If a rate class has a parent class, the child class can take unused bandwidth from the ceiling of the parent class. The process occurs in this way:
- If the rate of traffic flow to which the child class is applied exceeds its base rate, the child class begins to deplete its burst reservoir as described previously.
- If the reservoir is empty (or no burst size is defined for the rate class), then the BIG-IP system takes unused base-rate bandwidth from the ceiling of the parent class and gives it to the child class.
- If the unused bandwidth from the parent class is depleted, then the child class begins to use the reservoir of the parent class.
- If the reservoir of the parent class is empty (or no burst size is defined for the parent class), then the child class attempts to borrow bandwidth from the parent of the parent class, if the parent class has a parent class.
- This process continues until there is no remaining bandwidth to borrow or there is no parent from which to borrow.
Borrowing only allows the child to extend its burst duration; the child class cannot exceed the ceiling under any circumstance.
About shaping policy
This setting specifies a shaping policy that includes customized values for drop policy and queue method. The default value is None.

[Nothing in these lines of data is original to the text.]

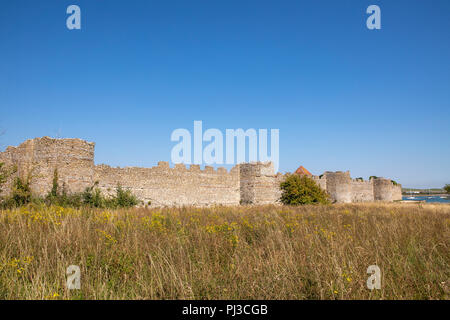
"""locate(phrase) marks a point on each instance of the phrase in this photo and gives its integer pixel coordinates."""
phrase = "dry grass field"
(269, 252)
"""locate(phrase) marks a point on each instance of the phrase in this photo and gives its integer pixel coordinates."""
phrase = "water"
(446, 199)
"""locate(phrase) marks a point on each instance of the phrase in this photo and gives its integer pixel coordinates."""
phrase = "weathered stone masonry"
(247, 183)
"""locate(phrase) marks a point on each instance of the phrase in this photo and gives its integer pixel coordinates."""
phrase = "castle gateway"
(246, 183)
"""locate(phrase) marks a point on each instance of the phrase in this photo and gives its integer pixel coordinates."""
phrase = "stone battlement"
(162, 185)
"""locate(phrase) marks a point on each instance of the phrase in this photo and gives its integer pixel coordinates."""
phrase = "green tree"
(447, 188)
(298, 190)
(3, 175)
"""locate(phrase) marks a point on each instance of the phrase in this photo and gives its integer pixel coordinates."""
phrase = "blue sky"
(375, 102)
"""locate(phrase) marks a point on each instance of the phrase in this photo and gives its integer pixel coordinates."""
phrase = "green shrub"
(447, 188)
(21, 191)
(298, 190)
(124, 198)
(92, 197)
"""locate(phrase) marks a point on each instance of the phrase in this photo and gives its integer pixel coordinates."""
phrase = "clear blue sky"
(344, 97)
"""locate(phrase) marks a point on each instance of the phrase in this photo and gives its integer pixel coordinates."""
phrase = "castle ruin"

You can create additional shaping policies using the Traffic Management shell (tmsh).
About queue method
The Queue Method setting determines the method and order in which the BIG-IP system dequeues packets.
A rate class supports two queue methods:
- Stochastic Fair Queue
- Stochastic Fair Queueing (SFQ) is a queuing method that queues traffic under a set of many lists, choosing the specific list based on a periodically-changing hash of the connection information. This results in traffic from the same connection always being queued in the same list. SFQ then dequeues traffic from the set of the lists in a round-robin fashion. The overall effect is that fairness of dequeuing is achieved because one high-speed connection cannot monopolize the queue at the expense of slower connections.
- Priority FIFO
- The Priority FIFO (PFIFO) queuing method queues all traffic under a set of five lists based on the Type of Service (ToS) field of the traffic. Four of the lists correspond to the four possible ToS values (Minimum delay, Maximum throughput, Maximum reliability, and Minimum cost). The fifth list represents traffic with no ToS value. The PFIFO method then processes these five lists in a way that attempts to preserve the meaning of the ToS field as much as possible. For example, a packet with the ToS field set to Minimum cost might yield dequeuing to a packet with the ToS field set to Minimum delay.
About drop policy
The BIG-IP system drops packets whenever the specified rate limit is exceeded. A drop policy specifies the way that you want the system to drop packets. The default value is fred.
Possible values are:
- Specifies that the system uses Flow-based Random Early Detection to determine whether to drop packets, based on the aggressiveness of each flow. If you require flow fairness across the rate class, select fred.
- Specifies that the system randomly drops packets.
- Specifies that the system drops the end of the traffic stream.
You can create additional drop policies using the Traffic Management shell (tmsh).